MOREHEAD, Ky. – A clerk in a rural Kentucky county continued to refuse marriage licenses to same-sex couples Thursday, in defiance of a mounting pile of federal court orders that reject her claim that her Christian faith should exempt her from licensing a gay union.
Rowan County Clerk Kim Davis will now ask the U.S. Supreme Court, which two months ago legalized gay marriage across the nation, to delay the mandate to issue licenses until her appeal is complete, a process that could drag out for several more months.
“It’s getting tedious. We get torn down, built back up, torn down, built back up,” said David Ermold. He and his partner, David Moore, have been rejected by Davis’ office twice. “It’s emotionally draining that this keeps happening over and over.”
Days after the Supreme Court’s same-sex marriage ruling, Davis announced that her religious convictions prevented her from sanctioning a gay marriage, so she refused to issue licenses to any couple, gay or straight.
The American Civil Liberties Union sued her last month on behalf of four couples. U.S. District Judge David Bunning ordered Davis to issue marriage licenses two weeks ago. He later delayed that ruling until Aug. 31 or until the U.S. 6th Circuit Court of Appeals issued a ruling. The appeals court did so on Wednesday, denying Davis’ appeal.
But a deputy clerk in Davis’ office on Thursday told William Smith Jr. and James Yates, a couple for nearly a decade, that the office believes Bunning’s delay remains in effect until Aug. 31. He refused to give his name or give them a license.
“The court of appeals did not provide any religious accommodation rights to individuals, which makes little sense because at the end of the day it’s individuals that are carrying out the acts of the office,” said Mat Staver, whose religious law firm Liberty Counsel is representing Davis. “They don’t lose their individual constitutional rights just because they are employed in a public office.”
Davis, meanwhile, sat in her office with the door closed. She talked on the phone, ignoring the commotion as Yates and Smith, trailed by television cameras, poured in through the door and demanded answers.
Her appeal to the nation’s highest court will fall to Justice Elena Kagan, who oversees the 6th Circuit. Kagan, a liberal judge, sided with the majority this summer when it ruled gay marriage bans unconstitutional.
Kagan could reject it outright in a matter of days, which would exhaust Davis’ options for appeal, said Sam Marcosson, a constitutional law professor at the University of Louisville.
“Once the stay is denied, then the question will be right there on the front burner of whether she will comply because there will be no further avenue for her, no further roads she can cross or take to try to delay,” Marcosson said.
The question will then become what Davis will choose to do.

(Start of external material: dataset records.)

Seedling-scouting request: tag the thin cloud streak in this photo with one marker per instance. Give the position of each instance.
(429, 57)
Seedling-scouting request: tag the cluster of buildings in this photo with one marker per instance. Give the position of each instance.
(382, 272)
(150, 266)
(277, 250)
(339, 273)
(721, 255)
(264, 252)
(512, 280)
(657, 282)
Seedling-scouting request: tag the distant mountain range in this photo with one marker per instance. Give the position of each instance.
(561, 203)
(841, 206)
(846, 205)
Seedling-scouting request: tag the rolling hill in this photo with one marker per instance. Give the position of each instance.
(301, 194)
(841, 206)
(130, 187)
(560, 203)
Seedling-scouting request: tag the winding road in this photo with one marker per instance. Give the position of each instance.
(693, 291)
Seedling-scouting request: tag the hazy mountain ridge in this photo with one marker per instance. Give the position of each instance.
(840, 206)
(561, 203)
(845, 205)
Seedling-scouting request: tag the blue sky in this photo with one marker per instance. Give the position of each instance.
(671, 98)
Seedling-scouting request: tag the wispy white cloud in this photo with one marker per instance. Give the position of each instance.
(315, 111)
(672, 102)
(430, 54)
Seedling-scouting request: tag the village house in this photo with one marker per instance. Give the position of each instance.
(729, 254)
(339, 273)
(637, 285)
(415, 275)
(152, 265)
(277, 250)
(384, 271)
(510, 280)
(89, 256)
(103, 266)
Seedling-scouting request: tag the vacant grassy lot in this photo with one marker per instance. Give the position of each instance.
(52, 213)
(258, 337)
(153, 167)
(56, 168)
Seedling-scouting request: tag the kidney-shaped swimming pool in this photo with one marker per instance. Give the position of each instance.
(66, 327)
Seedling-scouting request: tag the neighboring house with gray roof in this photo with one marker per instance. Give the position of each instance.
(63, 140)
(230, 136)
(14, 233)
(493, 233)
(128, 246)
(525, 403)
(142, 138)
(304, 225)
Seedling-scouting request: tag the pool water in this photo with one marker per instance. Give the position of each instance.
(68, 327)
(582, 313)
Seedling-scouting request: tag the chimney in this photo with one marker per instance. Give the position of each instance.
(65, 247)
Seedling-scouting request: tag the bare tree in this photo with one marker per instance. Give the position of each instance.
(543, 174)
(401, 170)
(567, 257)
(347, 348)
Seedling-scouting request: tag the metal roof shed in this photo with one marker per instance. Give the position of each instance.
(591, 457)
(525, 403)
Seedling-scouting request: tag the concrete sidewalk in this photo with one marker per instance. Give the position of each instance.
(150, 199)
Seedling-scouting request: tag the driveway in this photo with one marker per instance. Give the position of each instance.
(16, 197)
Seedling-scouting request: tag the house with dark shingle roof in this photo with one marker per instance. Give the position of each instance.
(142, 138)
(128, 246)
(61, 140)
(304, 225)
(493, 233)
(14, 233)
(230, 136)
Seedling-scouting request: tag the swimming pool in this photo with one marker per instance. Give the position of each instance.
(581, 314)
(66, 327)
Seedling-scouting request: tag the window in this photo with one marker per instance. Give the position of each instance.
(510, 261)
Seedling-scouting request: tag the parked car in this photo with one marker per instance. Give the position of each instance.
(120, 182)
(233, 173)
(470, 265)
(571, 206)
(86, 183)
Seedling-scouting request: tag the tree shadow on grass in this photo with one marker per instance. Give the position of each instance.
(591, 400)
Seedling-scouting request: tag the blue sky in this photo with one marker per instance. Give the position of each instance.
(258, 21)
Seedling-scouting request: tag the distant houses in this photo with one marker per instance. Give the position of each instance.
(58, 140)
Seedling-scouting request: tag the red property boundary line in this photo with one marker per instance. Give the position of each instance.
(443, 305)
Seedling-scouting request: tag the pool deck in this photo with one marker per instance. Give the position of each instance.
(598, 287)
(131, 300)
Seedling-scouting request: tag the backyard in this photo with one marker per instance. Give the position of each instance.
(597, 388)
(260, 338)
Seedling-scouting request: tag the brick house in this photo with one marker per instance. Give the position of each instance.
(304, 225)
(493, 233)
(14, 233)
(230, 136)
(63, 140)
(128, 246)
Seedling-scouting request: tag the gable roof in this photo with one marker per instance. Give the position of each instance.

She has said she will not resign and pledged to never issue a license to same-sex couples. She can only be removed from office if the state Legislature impeaches her, which is unlikely.
If she continues to ignore the courts’ orders, the couples’ attorneys are likely to ask Bunning to hold her in contempt of court, which triggers a new round of hearings, evidence and testimony.
The law offers the judge wide discretion on how to force her hand: he can sanction her with fines or order that she be jailed.
Activists with signs and rainbow umbrellas lined up along the street outside her window, shouting “Do your job.” Later, Davis temporarily closed her office for “computer upgrades,” and posted a note on the door that the office would reopen in an hour.
Casey County Clerk Casey Davis, also opposed to issuing licenses to same-sex couples, got on his bike at 4:30 a.m. Thursday and began cycling more than 450 miles across the state to bring attention to Davis’ predicament. It will take him an estimated 44 hours to complete.
“I cannot let my sister go to jail without my doing something to let others know about her plight,” Casey said in the statement. Although the two are not related by blood, The Family Foundation says they are bonded by religious conviction.
Yates and Smith say that they have conviction, too.
Two months ago, the day after the U.S. Supreme Court legalized gay marriage across the nation, Yates got down on one knee and proposed to Smith, his partner of nearly a decade.
They wanted to plan a summer wedding, so went days later to Davis’ office for a license and were turned away. That first time, they were shocked by the rejection. When they were rejected a second time, the shock turned to anger.
Beam reported from Frankfort, Kentucky.